Entertainment value triples when you’re reading about some alcoholic smartass going on adventures, rather than being forced to listen to your Uncle Jack spewing another racist rant over Thanksgiving… again. There is remotely nothing interesting about someone who drinks a lot, unless that person is in a book. Then I’m immediately on board.
Cue the protagonist of Valerie Valdes’ Chilling Effect, Eva Innocente, captain of La Sirena Negra. Yeah, she often gets wasted when visiting alien planets on work-related missions, and yes, she’s often almost arrested or murdered for her actions while intoxicated. But, goddammit, her crew can’t help but remain loyal despite those flaws.

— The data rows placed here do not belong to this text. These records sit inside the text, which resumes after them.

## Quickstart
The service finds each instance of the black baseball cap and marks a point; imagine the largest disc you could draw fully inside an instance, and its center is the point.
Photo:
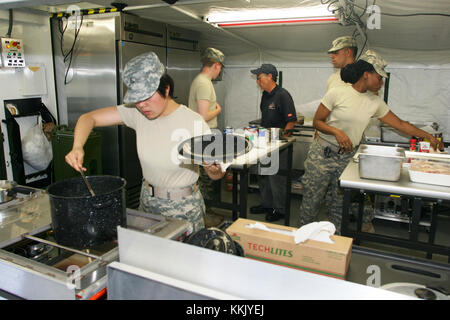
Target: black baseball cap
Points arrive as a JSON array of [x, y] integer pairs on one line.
[[266, 68]]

They don’t even really mind that their latest contractor went bankrupt in the middle of a delivery, leaving them not only without a paycheck but also stuck with the cargo they’d been in the process of delivering: 20 psychic cats. Yes, psychic. One would think a spaceship inhabited by 20 psychic cats would be enough plot for an entire trilogy of epic novels, but that’s only the first chapter in Chilling Effect. We don’t really get going until Eva receives an alarming message from a dangerous space syndicate known as The Fridge, who claim to have her sister hostage. The ransom? Performing a series of odd errands around the galaxy that somehow benefit the syndicate.

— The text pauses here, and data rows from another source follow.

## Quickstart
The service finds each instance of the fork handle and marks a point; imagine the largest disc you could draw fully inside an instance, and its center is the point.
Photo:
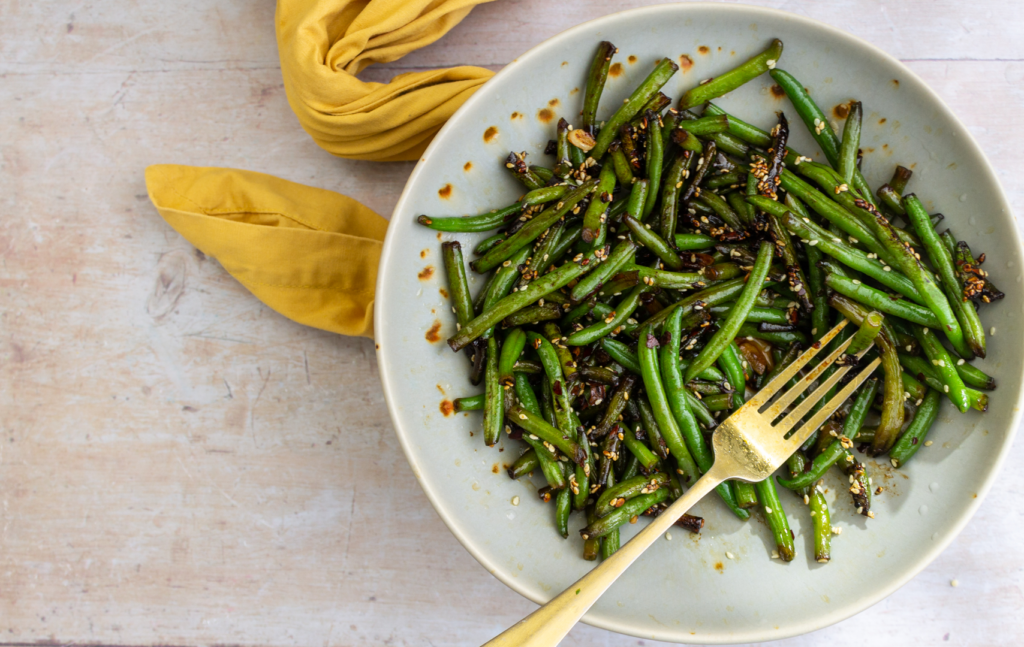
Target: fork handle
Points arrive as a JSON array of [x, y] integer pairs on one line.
[[547, 626]]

From there, Valerie Valdes takes us on a series of weird and comic adventures. The more you approach this novel like a video game, the better you’ll enjoy it, as Chilling Effect mostly consists of “levels” that become more difficult as Eve and crew progress. Despite its fast pace, this kind of episodic structure can make the story’s development feel glacial at times, which is a bit of a bummer and makes for a long reading experience.
Even so, there is a lot to like here. The cast is as diverse as one can ask for, which is always a plus. The sci-fi alien stuff is also weird and wonderful, and the humor is almost comparable to Douglas Adams’ best work. I just wish we had more time with the psychic cats — but then again, who doesn’t want that?